April 13, 2023
Oneida County Raises Child Abuse Awareness
County Executive Anthony J. Picente Jr. was joined by county officials and partnering agencies today to raise awareness of child abuse and support measures for its prevention.
The event takes place each year at the Oneida County Child Advocacy Center (CAC) in Utica and coincides with National Child Abuse Prevention Awareness Month.
“Nothing we do in this county is more important than protecting our children,” Picente said. “Our caseworkers and investigators are on the frontlines, fighting to stop these atrocities from occurring, and supporting victims of these reprehensible acts. It is the duty of all of us however, to recognize, report and actively become part of the solution to reduce child abuse and neglect. When children and families are supported, the entire community benefits.”
Those in attendance participated in the annual tradition of placing pinwheels on the grounds of the CAC to symbolize healthy, happy childhoods.
The Oneida County Department of Family and Community Services (DFCS) has been conducting a “Go Blue” campaign throughout April, which will include employee donations to support prevention initiatives by the county’s Child Fatality Review Team. The County Office Building in Utica has also been lit blue in recognition of the issue.
Statistics show that in the U.S., more than 600,000 children are abused each year, one in 10 children are sexually abused before the age of 18 and that there are approximately 42 million adult survivors of child sexual abuse. In New York State, over 22,000 children receive services at a Child Advocacy Center for physical and sexual abuse annually.
Oneida County received 4,202 child abuse investigations in 2022, which included 327 joint investigations with law enforcement agencies. The Department of Social Services filed 225 neglect/abuse petitions impacting 450 children and 200 families.
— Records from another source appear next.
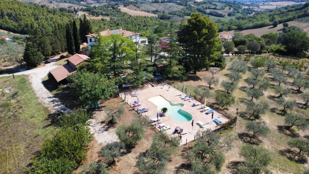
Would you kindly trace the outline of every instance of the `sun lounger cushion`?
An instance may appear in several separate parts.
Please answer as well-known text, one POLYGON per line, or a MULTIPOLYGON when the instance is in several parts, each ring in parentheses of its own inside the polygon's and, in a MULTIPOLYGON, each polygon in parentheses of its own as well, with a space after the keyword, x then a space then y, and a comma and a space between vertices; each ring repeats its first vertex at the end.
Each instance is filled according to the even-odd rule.
POLYGON ((213 109, 211 109, 211 110, 210 110, 209 111, 208 111, 207 112, 206 112, 206 114, 207 115, 209 114, 210 114, 210 113, 214 111, 214 110, 213 109))
POLYGON ((197 123, 198 125, 201 128, 205 128, 205 124, 202 123, 200 121, 199 121, 197 123))
POLYGON ((165 126, 163 128, 162 128, 162 130, 163 131, 165 131, 166 130, 170 128, 171 126, 165 126))
POLYGON ((215 118, 214 120, 216 122, 218 123, 219 124, 222 124, 222 122, 220 121, 220 120, 219 120, 215 118))

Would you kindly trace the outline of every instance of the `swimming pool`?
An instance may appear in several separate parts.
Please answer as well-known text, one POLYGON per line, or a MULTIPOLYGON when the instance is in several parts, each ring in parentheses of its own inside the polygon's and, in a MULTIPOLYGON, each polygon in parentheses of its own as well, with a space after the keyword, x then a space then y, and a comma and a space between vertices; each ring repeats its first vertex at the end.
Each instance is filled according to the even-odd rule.
POLYGON ((184 106, 184 105, 182 103, 173 104, 161 95, 150 98, 148 100, 158 106, 158 110, 159 111, 161 111, 163 107, 167 108, 168 115, 175 120, 185 122, 192 119, 191 114, 180 109, 184 106))

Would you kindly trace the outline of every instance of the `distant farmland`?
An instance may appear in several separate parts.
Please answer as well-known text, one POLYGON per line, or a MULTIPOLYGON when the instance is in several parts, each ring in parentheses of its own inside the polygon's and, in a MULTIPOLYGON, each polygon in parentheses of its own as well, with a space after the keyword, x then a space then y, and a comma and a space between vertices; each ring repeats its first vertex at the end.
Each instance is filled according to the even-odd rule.
MULTIPOLYGON (((296 21, 291 21, 287 23, 290 26, 295 25, 297 26, 302 29, 306 32, 308 30, 308 28, 309 28, 309 22, 299 22, 296 21)), ((283 28, 282 24, 281 24, 278 25, 276 27, 273 27, 272 25, 270 25, 265 27, 262 28, 255 28, 254 29, 250 29, 240 31, 242 33, 244 34, 248 34, 252 33, 254 35, 260 37, 264 34, 268 34, 271 33, 281 33, 282 32, 282 28, 283 28)), ((225 34, 227 33, 231 34, 234 33, 235 31, 232 30, 228 31, 222 32, 221 32, 221 34, 225 34)))

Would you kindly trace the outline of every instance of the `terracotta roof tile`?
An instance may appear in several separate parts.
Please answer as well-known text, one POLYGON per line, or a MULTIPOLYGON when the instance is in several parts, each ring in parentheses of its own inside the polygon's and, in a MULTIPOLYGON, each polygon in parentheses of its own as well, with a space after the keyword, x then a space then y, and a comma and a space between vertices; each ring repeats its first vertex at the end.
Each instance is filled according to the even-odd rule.
POLYGON ((57 82, 59 82, 77 71, 68 64, 59 66, 49 71, 57 82))
POLYGON ((75 54, 68 58, 68 60, 70 62, 75 66, 78 64, 90 59, 89 57, 86 55, 75 54))

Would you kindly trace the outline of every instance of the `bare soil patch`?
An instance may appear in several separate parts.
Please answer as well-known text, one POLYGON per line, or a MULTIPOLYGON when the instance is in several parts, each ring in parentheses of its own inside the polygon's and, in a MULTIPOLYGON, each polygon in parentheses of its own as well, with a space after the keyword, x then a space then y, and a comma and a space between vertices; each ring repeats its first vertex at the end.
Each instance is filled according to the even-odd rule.
POLYGON ((127 13, 128 14, 131 15, 132 16, 158 16, 158 15, 154 14, 153 13, 147 13, 147 12, 145 12, 144 11, 137 11, 135 10, 131 10, 130 9, 129 9, 125 7, 121 7, 120 8, 120 10, 122 12, 124 12, 125 13, 127 13))

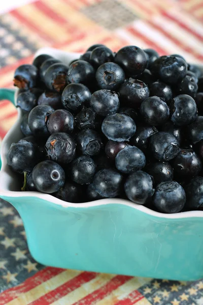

The CAC investigated 933 cases of child abuse in 2022, serving 833 children. There were a total of 675 offenders and 62 arrests. Medical exams were provided to 127 children and counseling was provided to 191.
Of the total CAC cases:
- 700 were sexual abuse cases
- 29 were physical abuse cases
- 34 were neglect cases
- 562 were female
- 271 were male
- 341 were 13-18 years-old
- 277 were 7-12 years-old
- 89 were 0-6 years old
“Child abuse is something that can never remain in the dark,” said Oneida County Sheriff Robert M. Maciol. “We must always talk about and address it with everything that we have. Each year, this event allows us to shed light on the importance of protecting our children. Recognizing the signs of child abuse and educating people on what they can do to help is critical to the mission of the Oneida County Child Advocacy Center.”
“April is a time to recognize the important role that communities, elected leaders, law enforcement and child service providers play in protecting children and strengthening families,” said Oneida County District Attorney Scott McNamara. “Our office fights for the victims of these despicable crimes day in and day out by making sure those who abuse our children are prosecuted to the fullest extent of the law.”
“In recognition of April being Child Abuse Prevention Month, we would like to take this opportunity to raise awareness in our community as we urge everyone to remain vigilant against child abuse throughout the entire year,” said Chief Deputy Derrick O’Meara, Director of the CAC. “Child sexual abuse can be a tough subject to talk about. The good news is that if you learn the facts, know the signs and listen to children, you have the chance to be a hero in the life of a child. Because every child deserves their best tomorrow.”
“Child Abuse is a serious social issue often impacted by a lack of resources or supports,” said DFCS Commissioner Colleen Fahy-Box. “When a community works together, and everyone plays a role, child abuse and neglect can be prevented. I applaud those who work with children and families in any capacity — as a professional, a volunteer, a friend, a family member or a concerned citizen — to ensure children have positive experiences and families have the necessary resources to nurture and care for them.”
The CAC is comprised of members of the Oneida County Sheriff’s Office, Rome Police, Utica Police and New York State Police, as well as victim advocates from the YWCA Mohawk Valley, mental health counselors from Oneida County DFCS, the Center for Family Life and Recovery and the Neighborhood Center.
Child Protective Services caseworkers are also assigned to the CAC and medical personnel work at the center on an on-call basis to serve victims. The CAC is also the designated agency to investigate cases of child sex trafficking, and has a specialized counselor to deal exclusively with victims of sex trafficking and high-risk youth. The CAC is also a member of Internet Crimes Against Children for which it investigates child pornography. It also monitors 250 registered sex offenders countywide.